Conversion - where's OpenOffice?
One thing that stumped me - and annoyed me - the option to convert to OpenOffice seems to be gone! It's not, and you will be able to choose the output format for your would-be Word, Excel and Powerpoint files under Conversion options, but this is not very intuitive.
This may anger people, especially since there are references to OO on the main website and brochure. LibreOffice still takes the back bench. This seems to be more of a cosmetic thing than any actual format or licensing problem, but it would help people better understand the capabilities of the software.
I started with Microsoft Office as the default. Predictably, A2E 11 warmed me that there was an installation missing on the system, but then it still continued with the conversion and finally failed with an ugly .NET error. The conversion speed was decent, but the program was only using a single core. Not a biggie, but still.
I'm wondering why the tool would continue with a conversion only to fail to generate the output file. If the presence of Office is critical to the final output, then there's no reason eating through CPU cycles if the file cannot be generated. This is quite silly.
The OpenOffice conversion was much more successful. I tried both my crash book as well as the excellent A Mathematical Theory of Communication by C. E. Shannon, because it contains a lot of equations and complex shapes stuff.
The conversion quality was excellent, and much better than before. Both documents looked far more professional, with fewer glitches and errors. With the crash book, the transparency issue remains. But the equations were all top notch.
I also tried the batch conversion option. It was a little confusing slash buggy. It read Cancelling for some reason while working, not sure why. And then, it failed as Microsoft Office was missing. Again. This functionality does not adhere to the output format settings. You also need to provide a Captcha-like number before running a batch conversion. Quite odd.
Annotation & redactions
Probably the weakest link of the whole package is how you edit the files. Redaction sounds cool, but it's just dragging & dropping black rectangles onto text, with the mouse cursor blinker still showing. It's quite cumbersome moving the selected areas about and not very pretty. Adding comments and such is also quite tricky and you get all sorts of errors. I also tried to undo some of the redactions, and at this point, Able2Extract PDF Converter simply stopped working and crashed. This is quite disappointing, I have to say.

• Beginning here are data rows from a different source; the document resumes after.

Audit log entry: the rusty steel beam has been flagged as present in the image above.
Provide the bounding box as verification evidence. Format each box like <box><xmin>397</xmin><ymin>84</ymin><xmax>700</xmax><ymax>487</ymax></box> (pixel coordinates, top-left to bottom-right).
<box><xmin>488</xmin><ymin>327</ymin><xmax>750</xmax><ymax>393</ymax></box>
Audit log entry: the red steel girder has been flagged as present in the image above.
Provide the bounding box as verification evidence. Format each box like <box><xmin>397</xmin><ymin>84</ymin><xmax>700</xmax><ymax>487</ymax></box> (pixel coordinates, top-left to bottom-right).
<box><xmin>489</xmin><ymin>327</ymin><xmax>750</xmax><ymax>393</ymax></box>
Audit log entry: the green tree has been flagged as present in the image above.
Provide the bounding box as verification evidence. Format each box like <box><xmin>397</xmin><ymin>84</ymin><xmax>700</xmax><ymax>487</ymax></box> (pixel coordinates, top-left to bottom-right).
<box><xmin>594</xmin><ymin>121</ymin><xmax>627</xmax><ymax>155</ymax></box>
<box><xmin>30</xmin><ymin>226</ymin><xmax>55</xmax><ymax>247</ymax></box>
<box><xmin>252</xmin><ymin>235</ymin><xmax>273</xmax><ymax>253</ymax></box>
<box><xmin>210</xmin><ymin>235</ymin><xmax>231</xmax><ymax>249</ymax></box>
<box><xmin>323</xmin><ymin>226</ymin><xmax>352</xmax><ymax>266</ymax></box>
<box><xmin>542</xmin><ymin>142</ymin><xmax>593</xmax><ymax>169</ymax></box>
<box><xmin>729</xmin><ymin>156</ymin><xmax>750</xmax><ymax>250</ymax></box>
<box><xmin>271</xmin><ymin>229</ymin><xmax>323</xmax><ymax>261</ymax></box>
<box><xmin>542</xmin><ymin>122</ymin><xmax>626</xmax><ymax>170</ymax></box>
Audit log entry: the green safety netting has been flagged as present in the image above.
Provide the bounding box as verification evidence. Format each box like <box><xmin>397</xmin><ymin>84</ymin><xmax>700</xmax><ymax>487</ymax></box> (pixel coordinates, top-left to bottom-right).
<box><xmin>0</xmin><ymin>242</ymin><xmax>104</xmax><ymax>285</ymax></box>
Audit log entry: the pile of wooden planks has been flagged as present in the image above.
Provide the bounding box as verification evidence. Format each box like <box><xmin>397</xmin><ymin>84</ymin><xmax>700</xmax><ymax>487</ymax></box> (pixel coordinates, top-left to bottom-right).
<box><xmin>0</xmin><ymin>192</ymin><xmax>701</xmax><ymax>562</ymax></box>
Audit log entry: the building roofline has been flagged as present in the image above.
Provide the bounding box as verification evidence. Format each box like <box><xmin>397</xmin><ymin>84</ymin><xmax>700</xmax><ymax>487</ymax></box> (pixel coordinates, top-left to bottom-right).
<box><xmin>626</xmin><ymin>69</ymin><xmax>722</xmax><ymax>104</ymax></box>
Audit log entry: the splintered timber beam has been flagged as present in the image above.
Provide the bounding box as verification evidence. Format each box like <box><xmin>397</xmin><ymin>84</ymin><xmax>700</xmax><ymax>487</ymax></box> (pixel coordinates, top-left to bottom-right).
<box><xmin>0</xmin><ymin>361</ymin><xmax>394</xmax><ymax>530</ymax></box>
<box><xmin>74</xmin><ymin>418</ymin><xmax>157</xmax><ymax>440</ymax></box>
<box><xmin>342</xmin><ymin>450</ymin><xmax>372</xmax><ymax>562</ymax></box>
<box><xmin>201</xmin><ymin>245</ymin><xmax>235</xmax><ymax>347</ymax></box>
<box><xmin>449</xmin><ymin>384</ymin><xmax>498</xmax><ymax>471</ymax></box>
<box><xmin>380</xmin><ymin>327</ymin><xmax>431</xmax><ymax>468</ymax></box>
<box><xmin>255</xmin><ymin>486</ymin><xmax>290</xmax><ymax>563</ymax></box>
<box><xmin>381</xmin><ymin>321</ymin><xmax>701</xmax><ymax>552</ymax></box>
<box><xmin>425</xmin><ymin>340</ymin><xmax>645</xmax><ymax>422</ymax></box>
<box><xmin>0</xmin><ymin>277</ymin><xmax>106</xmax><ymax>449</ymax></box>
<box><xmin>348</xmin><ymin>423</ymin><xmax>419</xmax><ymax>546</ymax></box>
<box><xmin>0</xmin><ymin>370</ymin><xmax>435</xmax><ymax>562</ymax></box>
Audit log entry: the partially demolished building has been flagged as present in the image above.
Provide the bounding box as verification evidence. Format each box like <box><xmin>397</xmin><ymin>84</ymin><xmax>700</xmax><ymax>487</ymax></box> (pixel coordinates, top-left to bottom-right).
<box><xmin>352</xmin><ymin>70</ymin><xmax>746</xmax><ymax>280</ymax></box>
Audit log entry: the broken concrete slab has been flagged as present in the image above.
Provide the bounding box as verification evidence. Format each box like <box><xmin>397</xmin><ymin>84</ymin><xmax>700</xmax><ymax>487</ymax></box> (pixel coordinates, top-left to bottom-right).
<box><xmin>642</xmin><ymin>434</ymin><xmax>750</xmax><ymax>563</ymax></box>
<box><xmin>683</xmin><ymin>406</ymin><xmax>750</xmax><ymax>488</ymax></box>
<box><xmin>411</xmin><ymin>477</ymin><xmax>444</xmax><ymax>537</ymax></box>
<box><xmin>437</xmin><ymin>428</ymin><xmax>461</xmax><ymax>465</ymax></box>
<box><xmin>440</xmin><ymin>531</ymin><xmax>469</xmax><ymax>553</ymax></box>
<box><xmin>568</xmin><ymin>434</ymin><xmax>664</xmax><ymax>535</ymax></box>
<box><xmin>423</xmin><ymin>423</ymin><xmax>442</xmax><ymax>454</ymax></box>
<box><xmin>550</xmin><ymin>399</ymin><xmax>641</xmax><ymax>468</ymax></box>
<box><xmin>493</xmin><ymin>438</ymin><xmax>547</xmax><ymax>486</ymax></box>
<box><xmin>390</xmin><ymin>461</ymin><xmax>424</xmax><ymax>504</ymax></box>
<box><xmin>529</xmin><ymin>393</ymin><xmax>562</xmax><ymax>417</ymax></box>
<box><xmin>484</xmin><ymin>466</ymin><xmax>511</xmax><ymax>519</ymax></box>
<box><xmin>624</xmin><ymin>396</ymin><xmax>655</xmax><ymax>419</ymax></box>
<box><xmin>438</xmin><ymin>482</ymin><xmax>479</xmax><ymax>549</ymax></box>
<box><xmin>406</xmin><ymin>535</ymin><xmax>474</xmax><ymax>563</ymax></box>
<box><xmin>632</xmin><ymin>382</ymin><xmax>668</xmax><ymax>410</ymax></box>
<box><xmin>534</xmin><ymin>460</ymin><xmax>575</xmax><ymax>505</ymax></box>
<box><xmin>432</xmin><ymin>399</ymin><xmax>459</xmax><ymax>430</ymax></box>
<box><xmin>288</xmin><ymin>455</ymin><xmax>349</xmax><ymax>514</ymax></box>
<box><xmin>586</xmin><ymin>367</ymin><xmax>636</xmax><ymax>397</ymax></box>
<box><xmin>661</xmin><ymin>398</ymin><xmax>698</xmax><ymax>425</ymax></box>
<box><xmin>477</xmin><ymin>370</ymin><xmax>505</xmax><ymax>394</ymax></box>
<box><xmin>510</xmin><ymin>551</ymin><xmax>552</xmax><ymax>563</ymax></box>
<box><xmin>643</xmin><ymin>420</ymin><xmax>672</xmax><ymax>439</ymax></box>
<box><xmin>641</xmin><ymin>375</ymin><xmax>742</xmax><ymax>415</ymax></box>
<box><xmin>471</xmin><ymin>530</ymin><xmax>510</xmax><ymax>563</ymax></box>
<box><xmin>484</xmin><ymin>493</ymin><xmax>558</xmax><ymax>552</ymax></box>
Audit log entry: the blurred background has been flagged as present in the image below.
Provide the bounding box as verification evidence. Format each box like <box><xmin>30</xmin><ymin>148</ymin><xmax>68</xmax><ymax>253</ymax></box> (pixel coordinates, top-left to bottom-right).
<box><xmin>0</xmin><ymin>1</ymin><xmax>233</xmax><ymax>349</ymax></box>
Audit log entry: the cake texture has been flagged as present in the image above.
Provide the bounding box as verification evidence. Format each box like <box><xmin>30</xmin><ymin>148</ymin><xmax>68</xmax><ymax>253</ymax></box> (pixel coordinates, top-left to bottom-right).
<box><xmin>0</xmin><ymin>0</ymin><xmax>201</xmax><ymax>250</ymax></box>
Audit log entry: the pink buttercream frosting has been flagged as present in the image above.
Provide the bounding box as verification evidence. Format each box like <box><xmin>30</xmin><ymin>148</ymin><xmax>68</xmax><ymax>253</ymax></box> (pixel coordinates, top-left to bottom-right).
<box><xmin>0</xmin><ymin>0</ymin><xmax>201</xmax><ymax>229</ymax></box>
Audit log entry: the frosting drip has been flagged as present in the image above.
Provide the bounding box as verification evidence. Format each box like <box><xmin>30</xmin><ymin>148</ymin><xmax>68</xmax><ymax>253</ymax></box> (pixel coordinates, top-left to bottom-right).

Able2Extract PDF Converter 11 is a bi-polar product. On one hand, it offers some rather interesting improvements, as well as new features. The most prominent is the quality of conversions, and I guess this will be the selling point. Annotations can also be useful. However, the good stuff comes with a price. More bugs, a less-than-perfect batch conversion mechanism, old ghosts that should have been resolved, and an actual price hike. We cannot dismiss the fat layer of cost that has been added in the new version.
I am not sure why the program should fail on Microsoft Office or why OpenOffice has been hidden away. Those are such small and yet unnecessary issues that take away from the overall experience. The rain of errors and the eventual crash are also inexcusable, and they sure do not contribute to the feeling of value-for-money, which this software should deliver in big heaps.
Not quite sure what to say. I like the new stuff, but I definitely do not like the bad stuff, and surely not the old bad stuff. The conversions are really great, but everything else requires more attention and polish. At USD149.95, you will be nitpicking about every little papercut. As a bare minimum, the batch conversion should work, the annotation stuff needs to be more streamlined, and I want more clarity around OpenOffice. Lastly, the outstanding MS Office install thingie needs to be fixed. All in all, 5.5/10. Not bad, but we've seen better. If you need precision, yes, if you need everything else, well, not quite.